Snow Leopard is coming.
Think Like a Spec Writer
AC4.55 through 27 / USA AC27-4060 USA
Rhino 8 Mac
MacOS 14.2.1
Link
Graphisoft Partner
Graphisoft Partner
Just a few non-technical things people often overlook:

15.4" is about as small as you'd want the screen to be, but you'd definitely need at least a 1280x1024 resolution.
Be sure to get as wide screen, as they are perfectly suited to AC's interface.
Make sure the keyboard has ctrl keys on both sides and a separate numeric keypad is handy.

Oh and I'd recommend nVidia over ATI.

Cheers,
Link.
Anonymous
Not applicable
thanks for the suggestions guys, I still have a few weeks before uni starts so I will keep researching, I will keep what you both said in mind. I may even start looking at some macs, i have just always been a bit confused with their GUI. Thanks again, and more opinions welcome.
henrypootel
Graphisoft Partner
Graphisoft Partner
There are a plethora of great Windows-based laptops around. The HP Elitebook is an absolute monster, and is practically custom designed for ArchiCAD. It would easily outpace the majority of desktop machines out there.
Also, the Lenovo Thinkpad W700s are very good, as are most of the high-end selection of Sony Vaios.
Most of these are cheaper than the "change your sad, sad life" MacBook Pro too, which doesn't hurt.
If you are looking for an alternative for a MacBook Pro, there are plenty of options. Some are utter rubbish(I would not recommend using a 7" EEE for ArchiCAD), but a lot are very good.

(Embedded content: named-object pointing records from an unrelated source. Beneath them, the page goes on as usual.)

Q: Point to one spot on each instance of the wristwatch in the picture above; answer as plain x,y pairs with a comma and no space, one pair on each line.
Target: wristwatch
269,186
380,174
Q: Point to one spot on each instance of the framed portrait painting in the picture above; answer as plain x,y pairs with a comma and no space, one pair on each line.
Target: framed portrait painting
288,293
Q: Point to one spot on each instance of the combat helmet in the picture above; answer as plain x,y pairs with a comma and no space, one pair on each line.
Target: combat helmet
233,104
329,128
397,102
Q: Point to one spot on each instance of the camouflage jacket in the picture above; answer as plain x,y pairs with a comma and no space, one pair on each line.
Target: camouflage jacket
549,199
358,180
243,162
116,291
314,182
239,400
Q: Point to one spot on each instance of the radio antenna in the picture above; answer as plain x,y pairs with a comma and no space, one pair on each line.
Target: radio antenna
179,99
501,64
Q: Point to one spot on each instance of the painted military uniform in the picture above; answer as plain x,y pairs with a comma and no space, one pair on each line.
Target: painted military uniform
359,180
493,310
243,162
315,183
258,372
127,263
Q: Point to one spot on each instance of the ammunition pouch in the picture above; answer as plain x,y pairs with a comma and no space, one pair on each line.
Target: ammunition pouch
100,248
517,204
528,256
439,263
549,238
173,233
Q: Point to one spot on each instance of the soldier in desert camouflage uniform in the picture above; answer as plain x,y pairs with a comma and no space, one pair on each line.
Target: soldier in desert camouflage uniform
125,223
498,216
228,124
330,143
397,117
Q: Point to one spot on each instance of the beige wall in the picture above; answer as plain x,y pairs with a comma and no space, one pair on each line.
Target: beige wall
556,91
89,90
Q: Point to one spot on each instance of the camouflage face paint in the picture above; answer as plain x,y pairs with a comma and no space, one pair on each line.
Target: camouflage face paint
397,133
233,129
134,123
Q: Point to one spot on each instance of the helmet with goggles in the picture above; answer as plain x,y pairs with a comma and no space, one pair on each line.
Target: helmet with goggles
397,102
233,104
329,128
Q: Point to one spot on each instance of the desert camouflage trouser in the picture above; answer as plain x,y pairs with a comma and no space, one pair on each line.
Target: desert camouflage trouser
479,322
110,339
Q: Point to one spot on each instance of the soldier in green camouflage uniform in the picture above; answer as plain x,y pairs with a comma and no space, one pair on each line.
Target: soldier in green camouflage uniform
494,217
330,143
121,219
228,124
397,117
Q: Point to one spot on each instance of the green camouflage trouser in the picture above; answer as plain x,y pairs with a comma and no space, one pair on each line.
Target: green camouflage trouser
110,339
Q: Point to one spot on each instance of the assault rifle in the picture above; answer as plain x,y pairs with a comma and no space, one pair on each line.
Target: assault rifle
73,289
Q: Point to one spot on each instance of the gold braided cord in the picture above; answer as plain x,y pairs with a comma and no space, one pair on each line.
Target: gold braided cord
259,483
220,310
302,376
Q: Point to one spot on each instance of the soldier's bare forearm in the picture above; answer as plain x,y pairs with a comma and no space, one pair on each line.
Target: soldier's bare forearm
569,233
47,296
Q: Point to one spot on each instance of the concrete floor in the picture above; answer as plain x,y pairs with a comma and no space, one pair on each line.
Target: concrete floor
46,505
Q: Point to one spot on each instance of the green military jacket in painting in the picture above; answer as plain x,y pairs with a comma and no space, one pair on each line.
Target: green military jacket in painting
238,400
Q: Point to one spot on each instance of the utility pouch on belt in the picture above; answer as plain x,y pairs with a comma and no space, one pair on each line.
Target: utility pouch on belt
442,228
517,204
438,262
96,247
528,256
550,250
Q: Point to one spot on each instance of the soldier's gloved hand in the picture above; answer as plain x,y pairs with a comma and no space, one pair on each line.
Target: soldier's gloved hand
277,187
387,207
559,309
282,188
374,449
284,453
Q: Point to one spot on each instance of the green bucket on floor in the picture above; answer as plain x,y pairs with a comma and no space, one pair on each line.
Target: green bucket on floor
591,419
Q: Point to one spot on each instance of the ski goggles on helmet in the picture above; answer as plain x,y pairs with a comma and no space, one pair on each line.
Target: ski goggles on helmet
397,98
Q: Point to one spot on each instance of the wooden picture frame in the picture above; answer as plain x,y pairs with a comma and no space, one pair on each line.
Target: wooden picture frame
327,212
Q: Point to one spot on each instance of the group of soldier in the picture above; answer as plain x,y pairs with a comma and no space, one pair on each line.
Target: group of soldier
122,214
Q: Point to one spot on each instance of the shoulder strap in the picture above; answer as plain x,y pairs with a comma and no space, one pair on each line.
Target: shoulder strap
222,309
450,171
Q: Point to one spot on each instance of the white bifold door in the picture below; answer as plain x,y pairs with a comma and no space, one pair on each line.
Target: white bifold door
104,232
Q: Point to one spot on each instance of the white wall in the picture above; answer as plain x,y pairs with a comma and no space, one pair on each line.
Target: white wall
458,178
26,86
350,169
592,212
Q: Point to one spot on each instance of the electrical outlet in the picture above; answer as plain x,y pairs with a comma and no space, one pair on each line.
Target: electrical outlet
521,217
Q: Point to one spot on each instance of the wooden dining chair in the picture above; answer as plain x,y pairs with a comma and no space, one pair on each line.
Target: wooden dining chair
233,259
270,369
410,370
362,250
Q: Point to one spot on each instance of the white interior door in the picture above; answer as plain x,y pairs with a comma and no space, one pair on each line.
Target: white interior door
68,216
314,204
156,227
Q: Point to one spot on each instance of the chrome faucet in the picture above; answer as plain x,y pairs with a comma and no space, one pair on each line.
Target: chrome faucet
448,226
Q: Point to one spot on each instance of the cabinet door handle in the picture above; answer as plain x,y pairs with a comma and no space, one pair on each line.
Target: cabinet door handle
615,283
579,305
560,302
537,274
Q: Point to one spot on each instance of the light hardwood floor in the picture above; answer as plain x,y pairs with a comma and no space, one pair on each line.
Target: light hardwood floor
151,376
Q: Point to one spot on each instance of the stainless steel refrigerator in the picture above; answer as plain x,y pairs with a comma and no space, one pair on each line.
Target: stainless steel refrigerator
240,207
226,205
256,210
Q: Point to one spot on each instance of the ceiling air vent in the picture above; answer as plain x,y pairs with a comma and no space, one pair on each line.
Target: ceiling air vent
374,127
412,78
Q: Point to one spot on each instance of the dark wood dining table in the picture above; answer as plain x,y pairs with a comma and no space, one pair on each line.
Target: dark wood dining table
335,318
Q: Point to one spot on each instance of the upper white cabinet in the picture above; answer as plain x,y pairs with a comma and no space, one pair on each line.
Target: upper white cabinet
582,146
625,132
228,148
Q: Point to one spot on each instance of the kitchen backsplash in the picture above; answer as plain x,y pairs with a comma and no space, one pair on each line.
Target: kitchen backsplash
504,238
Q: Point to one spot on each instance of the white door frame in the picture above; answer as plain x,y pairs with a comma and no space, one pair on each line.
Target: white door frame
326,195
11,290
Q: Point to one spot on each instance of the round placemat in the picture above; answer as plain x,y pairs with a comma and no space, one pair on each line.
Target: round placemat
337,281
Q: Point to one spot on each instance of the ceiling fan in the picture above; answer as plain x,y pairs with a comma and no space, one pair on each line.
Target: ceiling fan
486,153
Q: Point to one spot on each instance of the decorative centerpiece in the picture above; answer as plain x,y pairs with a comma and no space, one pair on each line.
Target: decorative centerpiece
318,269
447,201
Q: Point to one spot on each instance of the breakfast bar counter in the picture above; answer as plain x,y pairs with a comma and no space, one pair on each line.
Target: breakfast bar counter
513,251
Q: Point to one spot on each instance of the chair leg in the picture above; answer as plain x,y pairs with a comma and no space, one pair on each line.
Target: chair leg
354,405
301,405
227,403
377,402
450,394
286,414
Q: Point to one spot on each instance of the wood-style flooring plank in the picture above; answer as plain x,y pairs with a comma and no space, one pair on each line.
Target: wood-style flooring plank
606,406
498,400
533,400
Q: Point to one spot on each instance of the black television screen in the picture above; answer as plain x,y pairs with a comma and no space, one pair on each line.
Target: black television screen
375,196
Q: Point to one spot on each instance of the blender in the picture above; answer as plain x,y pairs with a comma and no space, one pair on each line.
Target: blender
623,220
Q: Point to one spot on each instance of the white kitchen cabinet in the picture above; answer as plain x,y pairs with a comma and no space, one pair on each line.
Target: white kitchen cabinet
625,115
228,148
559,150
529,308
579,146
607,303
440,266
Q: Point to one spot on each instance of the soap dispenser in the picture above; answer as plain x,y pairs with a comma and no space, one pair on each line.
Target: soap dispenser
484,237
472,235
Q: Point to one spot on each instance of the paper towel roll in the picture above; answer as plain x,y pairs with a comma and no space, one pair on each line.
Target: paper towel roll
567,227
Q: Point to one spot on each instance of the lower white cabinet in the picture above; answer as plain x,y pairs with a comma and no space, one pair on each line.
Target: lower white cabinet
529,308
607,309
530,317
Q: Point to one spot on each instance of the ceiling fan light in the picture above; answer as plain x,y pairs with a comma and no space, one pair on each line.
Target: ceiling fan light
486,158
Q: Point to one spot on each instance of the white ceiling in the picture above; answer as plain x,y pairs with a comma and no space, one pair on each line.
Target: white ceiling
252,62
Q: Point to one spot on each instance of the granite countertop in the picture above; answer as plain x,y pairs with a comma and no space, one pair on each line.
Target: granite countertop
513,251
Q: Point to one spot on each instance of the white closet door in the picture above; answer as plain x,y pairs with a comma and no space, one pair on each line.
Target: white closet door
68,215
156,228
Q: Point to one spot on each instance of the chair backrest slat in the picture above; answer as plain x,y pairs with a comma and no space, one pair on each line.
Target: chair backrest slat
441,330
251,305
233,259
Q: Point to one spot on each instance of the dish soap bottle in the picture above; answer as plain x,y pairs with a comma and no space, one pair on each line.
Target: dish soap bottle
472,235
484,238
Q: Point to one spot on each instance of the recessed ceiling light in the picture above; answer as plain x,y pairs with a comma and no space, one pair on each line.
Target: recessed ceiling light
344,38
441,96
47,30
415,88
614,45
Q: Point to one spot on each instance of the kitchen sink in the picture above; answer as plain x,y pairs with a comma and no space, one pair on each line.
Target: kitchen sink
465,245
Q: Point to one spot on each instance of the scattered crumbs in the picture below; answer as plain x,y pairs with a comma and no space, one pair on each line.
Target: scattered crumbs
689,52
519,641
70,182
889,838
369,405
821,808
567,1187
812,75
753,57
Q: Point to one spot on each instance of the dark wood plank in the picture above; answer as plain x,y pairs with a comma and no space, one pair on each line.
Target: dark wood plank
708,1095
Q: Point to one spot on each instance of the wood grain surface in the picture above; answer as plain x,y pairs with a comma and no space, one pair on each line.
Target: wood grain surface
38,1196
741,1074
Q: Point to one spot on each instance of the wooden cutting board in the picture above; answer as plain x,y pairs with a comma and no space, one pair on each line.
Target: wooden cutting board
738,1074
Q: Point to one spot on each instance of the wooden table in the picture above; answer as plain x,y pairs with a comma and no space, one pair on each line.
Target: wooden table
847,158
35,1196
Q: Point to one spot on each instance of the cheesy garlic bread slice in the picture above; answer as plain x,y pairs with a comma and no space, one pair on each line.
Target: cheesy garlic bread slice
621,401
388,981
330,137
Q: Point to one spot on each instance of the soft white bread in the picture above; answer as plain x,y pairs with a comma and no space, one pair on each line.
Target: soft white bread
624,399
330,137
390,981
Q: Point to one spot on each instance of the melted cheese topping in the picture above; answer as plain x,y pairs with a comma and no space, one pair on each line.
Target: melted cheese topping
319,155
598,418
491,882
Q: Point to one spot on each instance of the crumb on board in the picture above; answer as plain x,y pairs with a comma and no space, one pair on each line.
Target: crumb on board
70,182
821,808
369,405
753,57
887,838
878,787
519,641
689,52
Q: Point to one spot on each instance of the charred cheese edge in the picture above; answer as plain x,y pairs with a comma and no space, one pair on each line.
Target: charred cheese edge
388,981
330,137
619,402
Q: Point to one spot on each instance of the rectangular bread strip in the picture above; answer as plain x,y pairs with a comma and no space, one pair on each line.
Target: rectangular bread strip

You just need to look somewhere other than www.apple.com.
Josh Osborne - Central Innovation

HP Zbook Studio G4 - Windows 10 Pro, Intel i7 7820HQ, 32Gb RAM, Quadro M1200
Anonymous
Not applicable
Just for comparison...

Apple MacBook Pro 17", 2.93GHz, 4GB RAM, 320GB HD, NVIDIA GeForce 9600M 512MB VRAM: $3099

HP EliteBook 8370 17", 2.93GHz, 4GB RAM, 320GB HD, NVIDIA Quadro FX2700 512MB VRAM: $3421

Dell Precision M6400 17", 2.93GHz, 4GB RAM, 320GB HD, NVIDIA Quadro FX2700 512GB VRAM: $3647

Dell Covet 17", 2.80GHz, 4GB RAM, 320GB HD, NVIDIA Quadro FX3700 1GB VRAM: $4623


I tried to configure these as closely as possible, but the Dell & HP only come with the Quadro cards and the Apple only has the GeForce. The HP and Dell are either a bit pricey or a good deal depending on how one values the video cards. From what I've seen (but not benchmarked) the Quadro doesn't seem to offer any advantage in ArchiCAD but I assume there must be some applications that make good use of them.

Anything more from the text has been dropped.